Cool sitz baths are said to be helpful in easing constipation, inflammation and vaginal discharge, and, in cases of fecal or urinary incontinence, in toning the muscles.

Several variations of the procedure can be used, with different therapeutic effects depending on the temperature of the water, the length of time spent immersed and the method of immersion (such as dipping and 'hot and cold alternate'). Some people find that alternating three to five times between a hot bath for 3–4 minutes and an ice-cold bath for 30–60 seconds is soothing. A towel soaked in cold water can be used in place of a cold bath.

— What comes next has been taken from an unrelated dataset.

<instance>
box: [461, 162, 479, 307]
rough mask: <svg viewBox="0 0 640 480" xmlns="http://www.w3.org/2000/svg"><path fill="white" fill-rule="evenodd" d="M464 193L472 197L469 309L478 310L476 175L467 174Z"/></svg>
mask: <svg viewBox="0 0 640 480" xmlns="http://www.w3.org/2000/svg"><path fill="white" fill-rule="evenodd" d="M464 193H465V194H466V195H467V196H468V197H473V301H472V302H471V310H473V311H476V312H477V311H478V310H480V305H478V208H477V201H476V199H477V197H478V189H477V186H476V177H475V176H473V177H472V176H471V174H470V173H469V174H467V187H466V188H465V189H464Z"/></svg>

For most purposes sitz baths with water are sufficient, though some people prefer to use saline water or water mixed with baking soda. The use of such additives helps to reduce infections. People with candidiasis (a vaginal yeast infection) may benefit from a warm bath with salt and vinegar.

Electronic bidets which irrigate the anal region with a flow of warm water have been compared with sitz baths, and found to produce very similar reduction in anal pressure, with no change in temperature, if used with low-pressure warm water. Some electronic bidets have a dedicated "sitz" function.

==Benefits==

A warm sitz bath could be helpful to relieve congestion and edema by aiding venous return from the perianal area. Its major effect is thought to be due to the reductions of spasms by relaxing the anal sphincter pressure, reducing anal pain. It has benefits for patients with elevated anal pressure due to anorectal diseases such as anal fissure or inflamed hemorrhoids, and after surgical operations involving the anus.

==Risks==
Sitz baths are considered very low risk. Because hot baths cause blood vessels to dilate, on rare occasions some people can feel dizzy or have palpitations (rapid or abnormal heartbeat). People prone to such occurrences are advised to have someone standing by to assist them.